Triptorelin

Triptorelin is a synthetic decapeptide analogue of gonadotropin-releasing hormone (GnRH), the hypothalamic peptide that normally drives the entire reproductive hormone axis. Like other GnRH agonist analogues, Triptorelin has higher receptor affinity and longer half-life than endogenous GnRH, and its paradoxical biological profile - initial stimulation followed by sustained suppression - makes it a uniquely powerful research tool.

Under normal physiology, GnRH is released from the hypothalamus in pulses every 60-90 minutes. These pulses stimulate pituitary gonadotrophs to release LH (luteinising hormone) and FSH (follicle-stimulating hormone) in corresponding pulses, which in turn stimulate gonadal production of testosterone (in males) and estrogen + progesterone (in females). This entire axis depends on the pulsatile nature of GnRH - sustained GnRH stimulation causes receptor downregulation rather than sustained stimulation.

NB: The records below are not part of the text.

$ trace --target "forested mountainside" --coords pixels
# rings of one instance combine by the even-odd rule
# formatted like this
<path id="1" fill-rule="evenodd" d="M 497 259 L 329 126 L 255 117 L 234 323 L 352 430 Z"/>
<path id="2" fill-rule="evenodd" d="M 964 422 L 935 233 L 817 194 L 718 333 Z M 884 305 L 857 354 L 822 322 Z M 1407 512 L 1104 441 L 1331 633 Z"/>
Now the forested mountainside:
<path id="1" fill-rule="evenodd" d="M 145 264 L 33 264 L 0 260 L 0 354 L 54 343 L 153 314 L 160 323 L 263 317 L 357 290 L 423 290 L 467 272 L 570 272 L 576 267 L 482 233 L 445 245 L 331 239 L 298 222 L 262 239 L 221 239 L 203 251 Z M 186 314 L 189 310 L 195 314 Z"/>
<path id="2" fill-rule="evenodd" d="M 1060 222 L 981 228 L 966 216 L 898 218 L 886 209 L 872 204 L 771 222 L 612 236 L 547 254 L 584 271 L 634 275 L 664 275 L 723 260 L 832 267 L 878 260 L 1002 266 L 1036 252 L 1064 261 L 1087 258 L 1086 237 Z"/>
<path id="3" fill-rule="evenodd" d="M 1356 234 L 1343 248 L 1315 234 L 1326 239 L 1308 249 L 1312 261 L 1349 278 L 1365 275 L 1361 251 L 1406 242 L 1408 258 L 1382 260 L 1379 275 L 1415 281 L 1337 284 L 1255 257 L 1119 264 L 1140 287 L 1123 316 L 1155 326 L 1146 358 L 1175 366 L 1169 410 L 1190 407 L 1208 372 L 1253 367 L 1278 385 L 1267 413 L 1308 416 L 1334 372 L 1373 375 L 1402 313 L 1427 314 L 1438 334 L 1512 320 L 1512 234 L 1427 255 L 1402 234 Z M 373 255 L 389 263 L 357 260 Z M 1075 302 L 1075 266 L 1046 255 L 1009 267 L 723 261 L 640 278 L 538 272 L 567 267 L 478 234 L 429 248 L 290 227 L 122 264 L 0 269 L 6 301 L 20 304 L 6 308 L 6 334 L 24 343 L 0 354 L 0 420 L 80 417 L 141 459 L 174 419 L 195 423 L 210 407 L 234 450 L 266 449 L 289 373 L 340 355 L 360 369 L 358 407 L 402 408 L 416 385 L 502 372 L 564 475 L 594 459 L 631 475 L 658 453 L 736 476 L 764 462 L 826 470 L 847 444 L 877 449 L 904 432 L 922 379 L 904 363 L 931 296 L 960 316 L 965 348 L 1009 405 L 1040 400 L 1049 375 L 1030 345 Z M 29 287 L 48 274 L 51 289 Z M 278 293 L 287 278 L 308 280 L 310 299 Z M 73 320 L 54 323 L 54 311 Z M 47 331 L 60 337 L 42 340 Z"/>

Triptorelin exploits this physiology. Initial administration produces an acute LH and FSH surge (the "flare" effect) as the pituitary responds to the agonist signal. Within 1-3 weeks of continuous or near-continuous exposure, GnRH receptors on the pituitary are downregulated, and the LH/FSH surge ceases - resulting in castration-level sex hormone suppression. This "chemical castration" is clinically used in prostate cancer treatment, precocious puberty, and endometriosis.

Within the research peptide community, Triptorelin has attracted interest for a completely different application: resetting the hypothalamic-pituitary-gonadal axis after suppression from anabolic steroids or other compounds. A single-dose protocol (typically 100 mcg one-time) is hypothesised to produce an acute LH surge sufficient to stimulate Leydig cell function and "kickstart" the suppressed axis. Research data on this specific single-dose application is limited, but the endocrinological rationale has made it an active area of investigation.